Claim 1 recites "in a large corpus, identifying geo-textual correlations among readings of 
. . . toponyms." The examiner appears to believe that Toshikazu discloses this, and directs our 
attention to a two-paragraph passage. The first paragraph reads as follows: 

Incidentally, there are varieties of calculation methods in terms of appearance frequency 
information of co-occurring words in plural texts. In FIG. 9, for example, the location 
of Chuo-ku" in the text 19 is not to be specified by referring to the referring link text 17, 
in which both co-occurring words "Tokyo" and "Osaka" appear. Consequently, according 
to the process (D), the analysis is performed referring to plural referring link texts. 
Additionally, even a linked text(s) is subject to the reference. Referring to the linked text 
20 as well as the referring link texts 17 and 18, it is turned out that the co-occurring 
words "Tokyo", "Kinki-Area", and "Kyoto" appear in the texts once respectively, and 
"Osaka" appears three times. Thus "Chuo-ku" can be taken as "Chuo-ku" in Osaka in 
recognition of that "Osaka" makes the most of appearance, fll [0079], emphasis added) 

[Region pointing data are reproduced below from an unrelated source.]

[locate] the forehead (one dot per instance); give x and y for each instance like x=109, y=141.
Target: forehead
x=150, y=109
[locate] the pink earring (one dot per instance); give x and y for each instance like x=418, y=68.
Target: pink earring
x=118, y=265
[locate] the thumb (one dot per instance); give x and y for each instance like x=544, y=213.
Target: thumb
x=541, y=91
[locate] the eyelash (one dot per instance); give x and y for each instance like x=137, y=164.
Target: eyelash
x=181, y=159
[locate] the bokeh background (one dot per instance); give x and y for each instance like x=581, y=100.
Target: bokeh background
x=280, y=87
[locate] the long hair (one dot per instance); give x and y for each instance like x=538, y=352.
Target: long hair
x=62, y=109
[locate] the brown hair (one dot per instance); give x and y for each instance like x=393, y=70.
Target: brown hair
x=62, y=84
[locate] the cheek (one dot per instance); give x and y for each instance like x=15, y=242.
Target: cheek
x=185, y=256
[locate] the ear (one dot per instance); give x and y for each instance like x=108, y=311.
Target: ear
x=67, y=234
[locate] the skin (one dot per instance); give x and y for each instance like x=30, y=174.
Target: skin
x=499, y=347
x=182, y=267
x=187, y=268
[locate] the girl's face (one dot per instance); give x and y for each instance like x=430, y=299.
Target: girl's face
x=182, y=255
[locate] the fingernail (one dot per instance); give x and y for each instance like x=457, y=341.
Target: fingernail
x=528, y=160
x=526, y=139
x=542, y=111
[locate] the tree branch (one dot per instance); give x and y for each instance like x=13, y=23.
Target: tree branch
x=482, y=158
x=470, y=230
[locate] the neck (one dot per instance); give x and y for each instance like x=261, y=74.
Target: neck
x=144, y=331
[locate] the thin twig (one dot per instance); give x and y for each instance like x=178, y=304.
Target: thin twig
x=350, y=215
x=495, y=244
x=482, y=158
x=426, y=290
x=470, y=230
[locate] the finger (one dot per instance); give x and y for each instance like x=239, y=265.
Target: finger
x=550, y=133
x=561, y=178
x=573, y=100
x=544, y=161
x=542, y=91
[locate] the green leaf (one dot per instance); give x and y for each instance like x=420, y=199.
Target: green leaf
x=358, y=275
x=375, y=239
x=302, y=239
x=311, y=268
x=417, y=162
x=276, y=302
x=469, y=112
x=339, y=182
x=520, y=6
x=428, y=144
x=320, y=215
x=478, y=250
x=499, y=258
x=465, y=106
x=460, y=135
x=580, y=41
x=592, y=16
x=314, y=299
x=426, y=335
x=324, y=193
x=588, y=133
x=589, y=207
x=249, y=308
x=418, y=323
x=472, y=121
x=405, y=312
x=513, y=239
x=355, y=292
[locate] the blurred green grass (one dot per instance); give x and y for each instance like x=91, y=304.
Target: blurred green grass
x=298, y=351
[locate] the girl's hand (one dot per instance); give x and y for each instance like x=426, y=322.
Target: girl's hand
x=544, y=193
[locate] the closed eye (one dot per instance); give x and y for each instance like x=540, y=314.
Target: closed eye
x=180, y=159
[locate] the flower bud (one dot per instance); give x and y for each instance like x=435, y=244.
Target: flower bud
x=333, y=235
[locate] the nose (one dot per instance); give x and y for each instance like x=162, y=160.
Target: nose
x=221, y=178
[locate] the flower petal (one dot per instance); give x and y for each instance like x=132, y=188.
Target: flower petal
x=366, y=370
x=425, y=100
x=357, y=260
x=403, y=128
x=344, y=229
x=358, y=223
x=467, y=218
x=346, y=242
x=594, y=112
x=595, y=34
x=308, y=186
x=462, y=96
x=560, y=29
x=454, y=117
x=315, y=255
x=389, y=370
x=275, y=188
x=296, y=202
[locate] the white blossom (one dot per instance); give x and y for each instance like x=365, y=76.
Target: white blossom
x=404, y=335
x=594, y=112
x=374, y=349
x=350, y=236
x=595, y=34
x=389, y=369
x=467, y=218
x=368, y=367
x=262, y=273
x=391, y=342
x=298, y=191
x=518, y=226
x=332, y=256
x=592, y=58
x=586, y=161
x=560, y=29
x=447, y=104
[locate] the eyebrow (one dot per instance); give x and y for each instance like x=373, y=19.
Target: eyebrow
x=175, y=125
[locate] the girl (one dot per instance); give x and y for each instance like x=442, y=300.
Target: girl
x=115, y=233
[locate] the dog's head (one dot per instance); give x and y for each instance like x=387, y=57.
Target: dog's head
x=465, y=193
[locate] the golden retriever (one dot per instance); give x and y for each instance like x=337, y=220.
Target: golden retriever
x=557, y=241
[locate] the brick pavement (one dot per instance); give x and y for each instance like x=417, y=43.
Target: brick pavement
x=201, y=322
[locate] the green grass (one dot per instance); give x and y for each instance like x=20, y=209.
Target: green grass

But this paragraph does not disclose identifying geo-textual correlations in a large corpus of 
documents. The term "geo-textual correlations" implies a statistical analysis of a corpus of 
documents - typically a large corpus to make the statistical observations meaningful. Toshikazu 
does not perform any kind of statistical analysis of a corpus of documents to generate any 
correlations. Rather, Toshikazu's method involves resolving the ambiguity in the meaning of a 
location name by counting the frequencies of the appearance of co-occurring words, which he 
retrieves from a "named entity dictionary." (Fig. 7). The named entity dictionary is assembled 
by methods referred to in Toshikazu's background section, which include using pre-existing 
databases populated by various methods of extracting proper nouns. (See, e.g., f [0008].) But 
none of these methods, nor anything mentioned in the above paragraph disclose performing a 
statistical analysis on a large corpus of documents to identify geo-textual correlations among 
readings of the toponyms, as required by the claim. Indeed, Toshikazu has no need for carrying 
out such statistical analyses because he already has the data he needs in the form of his named 
entity table, which he compiles from pre-existing databases. 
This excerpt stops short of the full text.